À Touba, Ousmane Sonko s’en prend au président Bassirou Diomaye Faye

Depuis Touba, à l’occasion des 48 heures de Pastef, Ousmane Sonko a adressé des critiques acerbes au président Bassirou Diomaye Faye. Au cœur de cette discorde : la gestion de la « caisse noire » présidentielle. Le leader de Pastef a clairement affirmé l’indépendance financière de son mouvement, soulignant que son financement repose exclusivement sur les cotisations de ses membres, loin de toute ressource publique.

Lors des « 48 heures de Pastef » organisées dans la ville sainte de Touba, Ousmane Sonko a renouvelé ses réserves concernant la gestion des fonds présidentiels, ciblant indirectement le président Bassirou Diomaye Faye. En mettant en avant le modèle de financement de son parti, le leader a martelé que Pastef ne dépendait pas, selon ses dires, des deniers publics pour mener ses activités.

« Pastef n’est pas un parti qui puise dans les caisses de l’État pour financer ses programmes. Cela est haram chez nous », a-t-il déclaré devant une foule de militants acquis à sa cause. Cette affirmation s’inscrit dans un débat persistant entre les deux figures politiques concernant l’utilisation de la « caisse noire » de la présidence. Depuis plusieurs semaines, Ousmane Sonko conteste l’existence de ce fonds, le jugeant incompatible avec l’exigence de transparence et de bonne gouvernance qu’ils avaient tous deux prônée avant leur accession au pouvoir.

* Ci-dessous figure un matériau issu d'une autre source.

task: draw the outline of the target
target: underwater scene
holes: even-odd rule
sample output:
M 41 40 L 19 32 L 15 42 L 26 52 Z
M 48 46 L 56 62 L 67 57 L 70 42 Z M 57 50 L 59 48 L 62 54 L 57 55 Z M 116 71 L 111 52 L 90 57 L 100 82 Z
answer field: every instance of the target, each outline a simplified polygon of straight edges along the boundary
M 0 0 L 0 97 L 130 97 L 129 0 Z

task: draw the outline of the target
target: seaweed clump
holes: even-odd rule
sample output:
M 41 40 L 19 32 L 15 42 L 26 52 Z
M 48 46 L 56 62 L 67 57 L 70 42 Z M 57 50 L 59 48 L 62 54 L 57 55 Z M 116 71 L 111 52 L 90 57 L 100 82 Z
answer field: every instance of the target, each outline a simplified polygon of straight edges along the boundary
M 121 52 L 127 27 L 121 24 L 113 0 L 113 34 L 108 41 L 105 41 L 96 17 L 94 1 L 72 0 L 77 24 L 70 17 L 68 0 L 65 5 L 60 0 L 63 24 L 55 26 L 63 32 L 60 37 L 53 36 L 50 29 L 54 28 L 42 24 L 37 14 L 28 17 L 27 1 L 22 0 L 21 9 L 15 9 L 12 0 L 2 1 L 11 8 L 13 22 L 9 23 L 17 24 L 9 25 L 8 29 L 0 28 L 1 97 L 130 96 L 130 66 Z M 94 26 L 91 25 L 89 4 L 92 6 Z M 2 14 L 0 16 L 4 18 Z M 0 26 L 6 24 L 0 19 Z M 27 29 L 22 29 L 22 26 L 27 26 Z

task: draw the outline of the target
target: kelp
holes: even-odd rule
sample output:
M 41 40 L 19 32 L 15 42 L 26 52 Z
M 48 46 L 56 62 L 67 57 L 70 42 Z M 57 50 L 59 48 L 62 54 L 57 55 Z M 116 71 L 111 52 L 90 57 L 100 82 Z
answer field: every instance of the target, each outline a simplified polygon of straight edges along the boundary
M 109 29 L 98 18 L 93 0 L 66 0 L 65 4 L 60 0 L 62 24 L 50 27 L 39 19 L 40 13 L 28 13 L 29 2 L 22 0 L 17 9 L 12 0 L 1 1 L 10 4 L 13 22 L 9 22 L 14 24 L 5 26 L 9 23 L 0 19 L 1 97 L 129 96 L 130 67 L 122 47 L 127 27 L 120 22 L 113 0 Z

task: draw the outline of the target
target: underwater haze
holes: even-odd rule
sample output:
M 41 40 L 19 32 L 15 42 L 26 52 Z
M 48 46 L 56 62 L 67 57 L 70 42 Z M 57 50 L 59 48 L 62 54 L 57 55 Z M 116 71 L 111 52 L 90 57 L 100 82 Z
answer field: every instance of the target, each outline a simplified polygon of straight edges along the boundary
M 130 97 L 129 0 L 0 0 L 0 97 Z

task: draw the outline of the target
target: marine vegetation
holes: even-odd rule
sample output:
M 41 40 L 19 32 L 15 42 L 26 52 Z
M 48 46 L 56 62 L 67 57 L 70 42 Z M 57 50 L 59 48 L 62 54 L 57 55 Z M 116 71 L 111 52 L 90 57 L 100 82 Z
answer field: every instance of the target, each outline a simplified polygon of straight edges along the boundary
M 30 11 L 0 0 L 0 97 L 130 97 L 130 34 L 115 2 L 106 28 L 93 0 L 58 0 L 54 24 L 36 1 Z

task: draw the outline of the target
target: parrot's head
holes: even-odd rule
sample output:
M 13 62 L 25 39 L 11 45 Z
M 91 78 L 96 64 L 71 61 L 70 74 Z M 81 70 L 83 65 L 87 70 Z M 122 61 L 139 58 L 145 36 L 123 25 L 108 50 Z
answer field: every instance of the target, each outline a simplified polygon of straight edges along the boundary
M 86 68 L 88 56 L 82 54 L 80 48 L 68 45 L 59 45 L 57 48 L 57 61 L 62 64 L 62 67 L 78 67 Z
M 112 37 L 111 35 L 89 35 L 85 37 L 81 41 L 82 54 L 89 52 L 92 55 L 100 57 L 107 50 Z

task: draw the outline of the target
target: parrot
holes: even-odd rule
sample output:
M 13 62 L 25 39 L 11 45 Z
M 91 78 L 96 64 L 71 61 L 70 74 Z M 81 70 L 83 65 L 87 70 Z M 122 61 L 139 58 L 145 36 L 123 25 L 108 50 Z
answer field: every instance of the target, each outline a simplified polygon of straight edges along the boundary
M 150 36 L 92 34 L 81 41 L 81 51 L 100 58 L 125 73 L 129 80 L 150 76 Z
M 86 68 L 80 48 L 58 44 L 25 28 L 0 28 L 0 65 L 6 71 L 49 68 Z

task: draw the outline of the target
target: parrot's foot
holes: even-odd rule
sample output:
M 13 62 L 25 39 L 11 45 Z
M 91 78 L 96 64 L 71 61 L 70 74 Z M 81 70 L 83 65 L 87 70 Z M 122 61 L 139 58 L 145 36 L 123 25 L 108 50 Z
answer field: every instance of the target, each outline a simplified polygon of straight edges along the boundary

À Touba, sans nommer directement le chef de l’État, il a suggéré que ces ressources pourraient être utilisées pour consolider une base politique en vue des futures échéances électorales. Il a réaffirmé que Pastef, pour sa part, privilégiait une approche éthique basée sur les cotisations et les contributions volontaires de ses adhérents. Le président de Pastef a également fustigé ceux qui critiquent le succès retentissant de la campagne de vente des cartes de membre de son parti. Qualifiant certains responsables politiques d’« aigris », il a lancé en wolof : « s’il n’y a pas de mort, dina am blessé », une expression imagée pour signifier que ses opposants politiques ne sortiront pas indemnes de la montée en puissance et de l’influence croissante de Pastef sur la scène politique sénégalaise.